Le télégonflage peut être une solution pour permettre de gérer le passage entre route et champs. Mais il est important de bien l’utiliser. « On a par exemple constaté dans un essai d’épandage que le temps que les pneus se dégonflent, la tonne était déjà vide, raconte Gauthier Savalle. On n’a pas vraiment profité de la baisse de pression, et il faudrait alors que les pneus soient bien gonflés pour repartir sur la route… »•
Fabacée : une approche globale des économies d’énergie
Dans le cadre du programme Fabacée, la fédération des Cuma va accompagner des groupes d’agriculteurs souhaitant réaliser des économies d’énergie sur le secteur de la Seine-Maritime et de l’Eure. « Parmi les problématiques identifiées pour le moment figure notamment la réduction de consommation d’énergie directement en parcelles », explique Gauthier Savalle. Fabacée est un programme qui s’intègre dans un appel à projets sur les Certificats d’économies d’énergie (CEE).
« C’est un mécanisme que l’association Aile et le réseau Cuma utilisaient déjà dans le cadre de leur service de diagnostic de moteur de tracteur », rappelle Armelle Damiano, animatrice Aile. « Ce qui est nouveau, c’est d’avoir lancé un appel à projets national à l’été 2023 pour mettre en œuvre des programmes avec une ambition plus forte ». Avec l’objectif de financer des économies d’énergie, non plus poste par poste, mais dans la globalité du système d’exploitation.
Consommation de GNR : une charge négligeable ?
Selon l’Arpida, l’Association régionale des partenariats pour l’innovation et le développement agricole en Normandie, le poste des carburants et lubrifiants représente entre 8 et 30 % des charges de mécanisation. Soit entre 63 et 80 euros/ha selon les systèmes, environ 3 % des charges totales d’exploitation.
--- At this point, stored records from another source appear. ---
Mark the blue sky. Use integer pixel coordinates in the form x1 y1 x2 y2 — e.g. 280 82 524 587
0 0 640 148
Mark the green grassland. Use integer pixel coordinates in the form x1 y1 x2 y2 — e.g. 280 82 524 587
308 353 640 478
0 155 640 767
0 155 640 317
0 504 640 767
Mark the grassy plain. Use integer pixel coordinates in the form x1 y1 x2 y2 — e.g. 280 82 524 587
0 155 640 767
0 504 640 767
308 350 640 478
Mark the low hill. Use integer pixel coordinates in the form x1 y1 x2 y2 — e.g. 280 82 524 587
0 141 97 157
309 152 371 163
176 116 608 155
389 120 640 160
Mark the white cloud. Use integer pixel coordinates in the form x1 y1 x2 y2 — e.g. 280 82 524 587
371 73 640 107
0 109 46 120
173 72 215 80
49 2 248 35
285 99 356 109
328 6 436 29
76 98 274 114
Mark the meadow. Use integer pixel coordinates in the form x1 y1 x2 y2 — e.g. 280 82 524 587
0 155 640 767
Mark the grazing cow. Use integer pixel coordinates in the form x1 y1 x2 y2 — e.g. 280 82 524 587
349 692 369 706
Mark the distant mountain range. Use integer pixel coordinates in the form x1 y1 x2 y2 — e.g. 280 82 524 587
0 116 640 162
S’y pencher n’a donc rien de superflu. « Pendant 25 ans nous avons réalisé des passages de tracteurs aux bancs d’essai, notamment en Normandie, témoigne Armelle Damiano. Et en moyenne, on a constaté qu’une bonne utilisation du tracteur peut amener une économie d’1,5 litre par heure. Sur un tracteur à 600 heures, on parle donc d’à peu près 900 litres de réduction de consommation annuelle ». Même si le tarif du GNR est plutôt sur une tendance baissière après le bond provoqué par la crise russo-ukrainienne, on comprend vite que cette réduction de consommation n’a rien de négligeable.